Constanza Macras’ compagnie Dorky Park belongs to the most acclaimed troupes in the field of contemporary dance and theatre today, a position that already signifies her special fusion of dance and theatre in most of her work. This combination of choreography and theatre has been the result of her personal artistic development as a dancer and choreographer that spans from her upbringing in Buenos Aires (with a flowering small theatre movement after the end of Argentina’s dictatorship in 1983) over education at the Merce Cunningham Studio in New York to Amsterdam as a hot spot for new dance and her final advent in Berlin in 1995. Not to forget the inspiring impact of Pina Bausch’s dance theatre during all those years. As Macras’ pieces are never pure dance, far from traditional formulas, her shows include language, pop culture and very often video in order to explore social issues for an expanded concept of dance theatre. Her first milestone production with the international Dorky Park troupe was the multi-venue Back to the Present in an abandoned department store in Berlin in 2003 which was two years later adapted for Schaubühne as the beginning of a collaboration that lasted until 2015. Macras became the principal partner choreographer for this theatre after Sasha Waltz, with such experiments as Shakespeare’s A Midsummer Night’s Dream in co-direction with Thomas Ostermeier in 2006 and a number of internationally awarded Dorky Park co-productions following, Megalopolis receiving the famed national FAUST prize.

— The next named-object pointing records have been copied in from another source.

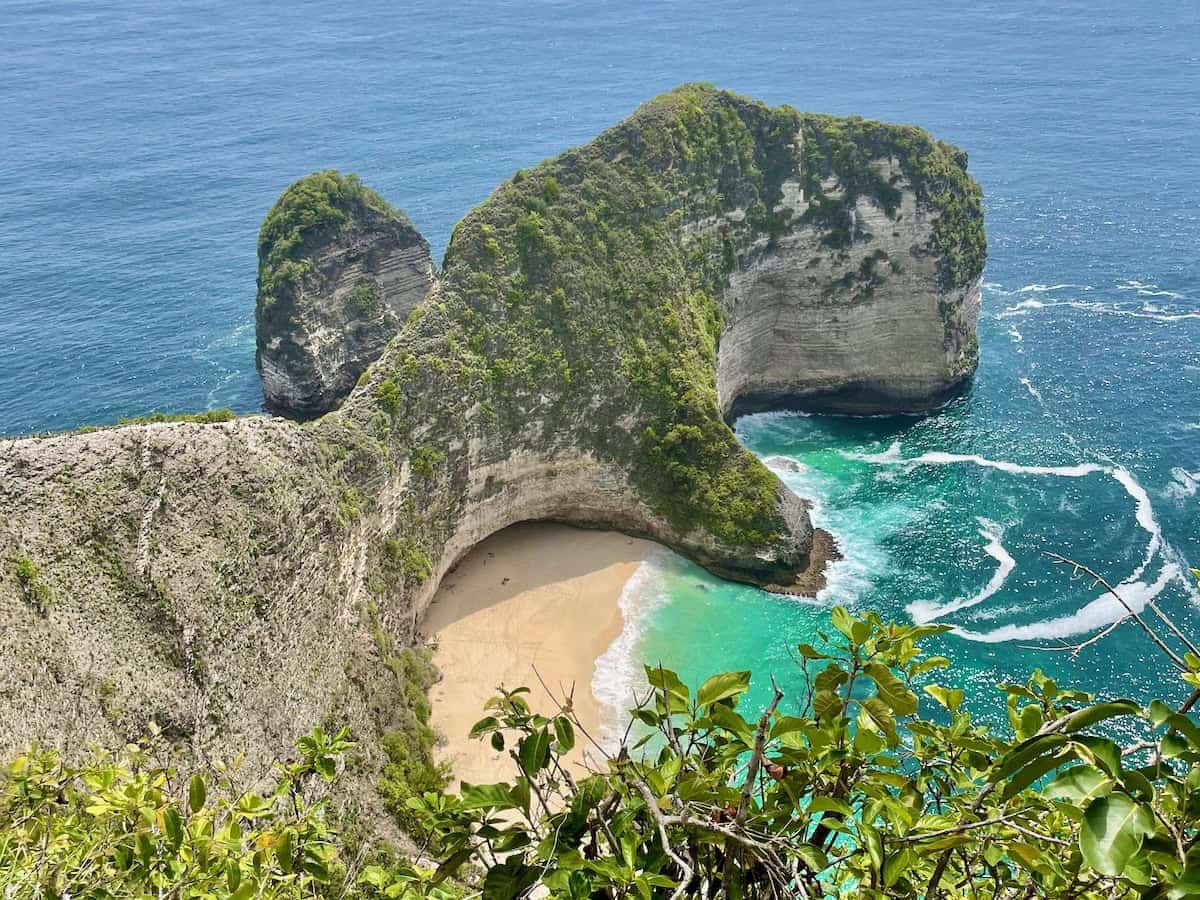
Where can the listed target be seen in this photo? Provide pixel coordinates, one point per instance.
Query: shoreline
(537, 595)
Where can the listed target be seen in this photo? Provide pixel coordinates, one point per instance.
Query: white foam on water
(1033, 391)
(923, 611)
(1013, 468)
(618, 673)
(1132, 588)
(1097, 307)
(889, 456)
(784, 465)
(1044, 288)
(1185, 484)
(1098, 613)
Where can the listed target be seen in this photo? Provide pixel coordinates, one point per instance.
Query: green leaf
(487, 797)
(286, 850)
(196, 792)
(1113, 831)
(174, 827)
(946, 696)
(787, 725)
(892, 690)
(1025, 753)
(534, 751)
(1098, 713)
(1080, 784)
(451, 864)
(810, 652)
(732, 723)
(666, 681)
(564, 732)
(1101, 751)
(720, 687)
(509, 880)
(484, 726)
(1031, 773)
(813, 857)
(930, 664)
(826, 705)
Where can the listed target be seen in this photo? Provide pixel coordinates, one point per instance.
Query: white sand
(535, 594)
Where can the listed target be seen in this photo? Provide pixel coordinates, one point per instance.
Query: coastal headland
(593, 328)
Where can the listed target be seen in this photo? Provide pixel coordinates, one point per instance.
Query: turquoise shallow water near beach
(143, 143)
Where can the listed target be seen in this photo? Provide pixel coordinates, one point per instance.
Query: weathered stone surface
(365, 273)
(870, 328)
(593, 323)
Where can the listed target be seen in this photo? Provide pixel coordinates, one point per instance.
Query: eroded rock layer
(594, 323)
(340, 270)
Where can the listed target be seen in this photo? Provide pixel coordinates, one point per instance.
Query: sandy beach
(535, 594)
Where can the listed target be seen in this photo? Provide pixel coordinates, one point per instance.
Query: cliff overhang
(593, 325)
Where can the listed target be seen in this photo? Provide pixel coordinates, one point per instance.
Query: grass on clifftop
(592, 282)
(309, 213)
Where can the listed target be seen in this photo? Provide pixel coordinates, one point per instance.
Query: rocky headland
(593, 328)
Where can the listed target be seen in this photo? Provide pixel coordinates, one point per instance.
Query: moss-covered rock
(339, 270)
(597, 322)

Mingle of styles and genres

As a city is never one town but many, Megalopolis allows for stylistic diversity, for a wild mingling of styles, genres and sensibilities. As if it would represent the idea of a city with no generic order of cultural classification or social preferences, Macras’ choreography can take up street dance like hip-hop and break dance as well as stylized moves from daily life and quotes from dance traditions that appear as ironic clichés. Macras’ interest is not in the superstructure of power but rather in the quotidian microstructures, in small things, gestures and conflicts, of every-day life, as it is the place of dirty concrete structures under video billboards in Alissa Kolbusch’s stage design that looks like the least-commercial corner of a make-shift street market. Characters like drifters and drop-outs dwell there like aspiring artists and lost lovers. The issue of uprootedness, mirrored and to be heard in some of the verbal parts, is thereby not seen as exclusively negative - Macras’ life stories in that landscape of colourful urban decay contradict this with all their energy in the competition between the body and the social (and, precisely, the sexual). For Megalopolis she was inspired by Richard Sennett’s sociological study The Fall of the Public Man, with regard to his ideas of immigration and separation in cities. This appears as a recurrent theme in much of Macras’ work. The issue is treated with stories from all the people her company is composed of – Spanish-speaking, Japanese, English, Babylonian German. And often in a stylish pop mode that some people and critics have seen as trashy. The most remarkable scenic device, aside from the story material, is the cinemascope design of space for movement - and rarely you find the synchronicity of bodies but rather their unparalleled lives in respective dance figures with the music by Santiago Blaum. Not the synchronicity of dance moves makes the rules - while this may happen here and there for the rhythm of it all - but the chaotic separations of city life as it is.

Macras stated: “The wish to be entirely in the present includes to live on top of yesterday’s trash.”